X = np.array([[0.0], [0.0], [1.0], [1.0]])
y = np.array([0.0, 0.0, 1.0, 1.0])

model = train(X, y, task="classification", tree_type="cart")
print(model.predict(X))
print(model.predict_proba(X))

ForestFire also accepts common missing-value markers such as None, np.nan, pandas/NumPy NaN, and polars nulls during both training and prediction.

Install:

pip install forestfire-ml

Import:

import forestfire

Rust

use forestfire_core::{train, Criterion, Task, TrainAlgorithm, TrainConfig, TreeType};
use forestfire_data::Table;

let x = vec![vec![0.0], vec![0.0], vec![1.0], vec![1.0]];
let y = vec![0.0, 0.0, 1.0, 1.0];
let table = Table::new(x, y)?;

let model = train(
    &table,
    TrainConfig {
        algorithm: TrainAlgorithm::Dt,
        task: Task::Classification,
        tree_type: TreeType::Cart,
        criterion: Criterion::Gini,
        ..TrainConfig::default()
    },
)?;

Local development

task setup-local-env
task python-ext-develop

Useful tasks:

  • task test
  • task verify
  • task rust-verify
  • task docs-serve
  • task docs-build

Verification note:

  • task verify includes the Python extension build path, not just Rust checks
  • if your environment is offline and the needed Python wheels are not already cached, task verify can fail during task python-ext-develop because maturin develop may need to install dependencies such as numpy

How to think about the API

The intended user flow is:

  1. give the library a feature matrix and target
  2. let Table decide how to represent the data
  3. call the unified train(...) entrypoint
  4. use predict(...) on raw inference data rather than rebuilding a training table
  5. optionally inspect used_feature_indices to see what the trained model actually depends on
  6. optionally call optimize_inference(...) when scoring is performance-critical
  7. serialize the semantic model or snapshot the optimized runtime depending on deployment needs

That is why the API is organized around Table, train, predict, optimize_inference, and serialize, rather than around many learner-specific classes.
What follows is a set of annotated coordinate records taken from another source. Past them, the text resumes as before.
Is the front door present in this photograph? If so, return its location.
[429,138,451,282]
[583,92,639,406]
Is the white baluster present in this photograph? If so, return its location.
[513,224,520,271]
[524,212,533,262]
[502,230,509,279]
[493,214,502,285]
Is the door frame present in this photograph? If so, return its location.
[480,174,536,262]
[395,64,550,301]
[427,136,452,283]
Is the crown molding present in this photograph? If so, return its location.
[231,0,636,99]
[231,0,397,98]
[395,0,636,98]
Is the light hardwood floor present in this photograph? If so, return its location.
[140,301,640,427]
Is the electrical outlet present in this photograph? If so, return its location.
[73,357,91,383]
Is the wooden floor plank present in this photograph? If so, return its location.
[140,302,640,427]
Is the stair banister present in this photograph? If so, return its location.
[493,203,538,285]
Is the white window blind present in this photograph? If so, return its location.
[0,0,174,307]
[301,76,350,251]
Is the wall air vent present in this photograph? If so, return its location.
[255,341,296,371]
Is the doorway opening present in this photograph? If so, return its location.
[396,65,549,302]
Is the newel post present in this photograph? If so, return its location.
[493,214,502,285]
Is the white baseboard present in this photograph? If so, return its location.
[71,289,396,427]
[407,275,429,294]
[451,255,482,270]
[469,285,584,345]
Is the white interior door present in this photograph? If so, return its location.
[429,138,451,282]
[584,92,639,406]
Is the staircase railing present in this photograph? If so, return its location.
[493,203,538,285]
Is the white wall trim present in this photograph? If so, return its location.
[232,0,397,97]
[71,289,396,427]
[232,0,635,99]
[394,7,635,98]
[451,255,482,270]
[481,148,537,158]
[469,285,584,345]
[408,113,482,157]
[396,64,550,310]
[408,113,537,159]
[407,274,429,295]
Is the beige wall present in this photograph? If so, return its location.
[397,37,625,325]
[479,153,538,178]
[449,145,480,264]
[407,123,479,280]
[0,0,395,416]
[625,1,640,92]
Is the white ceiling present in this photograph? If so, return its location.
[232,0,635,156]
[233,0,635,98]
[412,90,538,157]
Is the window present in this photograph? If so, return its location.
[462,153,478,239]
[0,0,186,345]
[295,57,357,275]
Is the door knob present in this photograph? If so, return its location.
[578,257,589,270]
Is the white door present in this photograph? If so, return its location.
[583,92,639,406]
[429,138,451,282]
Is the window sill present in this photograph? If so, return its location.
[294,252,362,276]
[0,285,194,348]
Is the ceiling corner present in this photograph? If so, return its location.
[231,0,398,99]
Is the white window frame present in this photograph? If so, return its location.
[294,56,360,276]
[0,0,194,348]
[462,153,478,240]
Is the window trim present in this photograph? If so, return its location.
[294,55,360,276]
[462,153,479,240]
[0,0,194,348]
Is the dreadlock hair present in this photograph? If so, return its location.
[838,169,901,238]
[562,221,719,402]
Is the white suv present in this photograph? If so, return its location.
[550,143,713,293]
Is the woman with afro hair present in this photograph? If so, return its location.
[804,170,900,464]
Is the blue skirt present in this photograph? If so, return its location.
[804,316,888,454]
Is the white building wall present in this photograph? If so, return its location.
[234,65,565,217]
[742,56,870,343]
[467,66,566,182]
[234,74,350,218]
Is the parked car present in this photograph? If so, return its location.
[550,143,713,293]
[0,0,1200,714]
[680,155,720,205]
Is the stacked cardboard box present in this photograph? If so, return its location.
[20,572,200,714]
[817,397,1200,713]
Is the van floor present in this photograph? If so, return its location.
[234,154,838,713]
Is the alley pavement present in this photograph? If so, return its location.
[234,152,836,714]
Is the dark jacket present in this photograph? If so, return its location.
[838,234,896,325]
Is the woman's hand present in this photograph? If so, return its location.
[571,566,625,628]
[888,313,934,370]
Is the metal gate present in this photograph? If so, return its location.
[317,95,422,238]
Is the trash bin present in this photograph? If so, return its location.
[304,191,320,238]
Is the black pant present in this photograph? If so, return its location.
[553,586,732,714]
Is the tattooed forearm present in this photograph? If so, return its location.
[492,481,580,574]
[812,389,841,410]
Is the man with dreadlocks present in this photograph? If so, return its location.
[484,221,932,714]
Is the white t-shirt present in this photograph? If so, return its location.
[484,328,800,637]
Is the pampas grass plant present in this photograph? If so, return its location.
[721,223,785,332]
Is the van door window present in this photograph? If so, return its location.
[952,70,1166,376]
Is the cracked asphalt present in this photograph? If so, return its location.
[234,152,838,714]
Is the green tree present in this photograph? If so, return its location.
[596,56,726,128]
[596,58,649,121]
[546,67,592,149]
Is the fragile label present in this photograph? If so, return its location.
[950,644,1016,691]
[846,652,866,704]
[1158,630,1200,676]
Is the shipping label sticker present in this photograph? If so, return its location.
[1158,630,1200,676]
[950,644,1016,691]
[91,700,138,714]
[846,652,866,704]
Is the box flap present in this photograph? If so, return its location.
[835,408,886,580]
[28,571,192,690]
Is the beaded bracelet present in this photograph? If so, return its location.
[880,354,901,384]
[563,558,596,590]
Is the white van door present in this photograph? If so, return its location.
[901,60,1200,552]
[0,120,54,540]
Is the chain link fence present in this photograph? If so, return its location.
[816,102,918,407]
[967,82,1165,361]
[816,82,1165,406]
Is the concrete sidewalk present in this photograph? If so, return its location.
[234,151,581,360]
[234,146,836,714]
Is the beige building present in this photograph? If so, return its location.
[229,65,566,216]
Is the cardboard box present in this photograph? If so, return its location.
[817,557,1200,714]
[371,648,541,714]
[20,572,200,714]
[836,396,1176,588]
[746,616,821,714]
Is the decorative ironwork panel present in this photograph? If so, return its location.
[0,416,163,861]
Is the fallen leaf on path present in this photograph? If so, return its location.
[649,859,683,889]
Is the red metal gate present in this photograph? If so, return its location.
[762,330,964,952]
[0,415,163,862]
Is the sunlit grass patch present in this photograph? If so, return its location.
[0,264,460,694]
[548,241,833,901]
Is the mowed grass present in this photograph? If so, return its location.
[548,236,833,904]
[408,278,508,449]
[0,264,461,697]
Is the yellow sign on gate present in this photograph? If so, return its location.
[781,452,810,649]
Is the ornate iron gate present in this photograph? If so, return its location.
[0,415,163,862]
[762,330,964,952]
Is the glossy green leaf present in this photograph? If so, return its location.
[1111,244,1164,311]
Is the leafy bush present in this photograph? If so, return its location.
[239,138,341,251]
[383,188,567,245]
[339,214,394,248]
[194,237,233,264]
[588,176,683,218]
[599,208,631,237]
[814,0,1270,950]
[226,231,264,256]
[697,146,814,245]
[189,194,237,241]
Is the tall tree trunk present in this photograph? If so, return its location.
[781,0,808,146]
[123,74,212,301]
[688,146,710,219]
The most important conceptual distinction is:

  • Table is primarily for training-time normalization and preprocessing
  • inference should usually consume raw user-facing inputs directly
  • optimized inference derives its own projected runtime representation from the trained model

One more behavioral detail matters in practice:

  • missing values are assigned to a separate training bin per feature
  • candidate splits are chosen from the non-missing bins
  • after the best observed split is found, the learner evaluates routing missing rows left vs right and stores the better choice
  • if a split feature had no missing values at training time, a later missing value falls back to the node prediction: majority class for classification and node mean for regression

If you enable split_strategy="oblique" for cart or randomized, the split itself becomes a sparse two-feature linear test, and missing routing is learned independently for each participating feature.